Input: JSON array of timestamped events Output: Formatted timeline with phase analysis and metrics

Example Input:

[
  {
    "timestamp": "2024-01-01T12:00:00Z",
    "source": "monitoring",
    "message": "High error rate detected",
    "severity": "critical",
    "actor": "system"
  }
]

Key Features:

Phase detection (detection → triage → mitigation → resolution)
Duration analysis
Gap identification
Communication effectiveness analysis
Response metrics

pir_generator.py

Purpose: Generates comprehensive Post-Incident Review documents with multiple RCA frameworks.

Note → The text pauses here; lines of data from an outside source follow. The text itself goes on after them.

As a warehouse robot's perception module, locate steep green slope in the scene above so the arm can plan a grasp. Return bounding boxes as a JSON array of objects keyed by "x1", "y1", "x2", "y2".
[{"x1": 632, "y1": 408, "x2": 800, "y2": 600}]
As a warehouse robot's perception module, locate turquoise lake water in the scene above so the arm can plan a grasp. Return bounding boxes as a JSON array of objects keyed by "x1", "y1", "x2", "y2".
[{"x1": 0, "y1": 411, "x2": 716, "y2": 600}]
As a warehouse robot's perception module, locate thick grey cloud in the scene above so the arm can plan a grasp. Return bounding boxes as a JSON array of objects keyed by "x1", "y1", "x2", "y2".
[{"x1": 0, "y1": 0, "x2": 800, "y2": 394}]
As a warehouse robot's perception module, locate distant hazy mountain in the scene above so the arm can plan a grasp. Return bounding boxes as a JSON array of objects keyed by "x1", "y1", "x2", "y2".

Input: Incident data JSON, optional timeline data Output: Structured PIR document with RCA analysis

Key Features:

Multiple RCA methods (5 Whys, Fishbone, Timeline, Bow Tie)
Automated action item generation
Lessons learned categorization
Follow-up planning
Completeness assessment

Sample Data

The assets/ directory contains sample data files for testing:

sample_incident_classification.json - Database connection pool exhaustion incident
sample_timeline_events.json - Complete timeline with 21 events across phases
sample_incident_pir_data.json - Comprehensive incident data for PIR generation
simple_incident.json - Minimal incident for basic testing
simple_timeline_events.json - Simple 4-event timeline

Expected Outputs

The expected_outputs/ directory contains reference outputs showing what each script produces:

incident_classification_text_output.txt - Detailed classification report
timeline_reconstruction_text_output.txt - Complete timeline analysis
pir_markdown_output.md - Full PIR document
simple_incident_classification.txt - Basic classification example

Reference Documentation

references/incident_severity_matrix.md

Complete severity classification system with:

SEV1-4 definitions and criteria
Response requirements and timelines
Escalation paths
Communication requirements
Decision trees and examples

references/rca_frameworks_guide.md

Detailed guide for root cause analysis:

5 Whys methodology
Fishbone (Ishikawa) diagram analysis
Timeline analysis techniques
Bow Tie analysis for high-risk incidents
Framework selection guidelines

references/communication_templates.md

Standardized communication templates:

Severity-specific notification templates
Stakeholder-specific messaging
Escalation communications
Resolution notifications
Customer communication guidelines

Usage Patterns

End-to-End Incident Workflow

Initial Classification

echo "Payment API returning 500 errors for 70% of requests" | \
  python scripts/incident_classifier.py --format text

Timeline Reconstruction (after collecting events)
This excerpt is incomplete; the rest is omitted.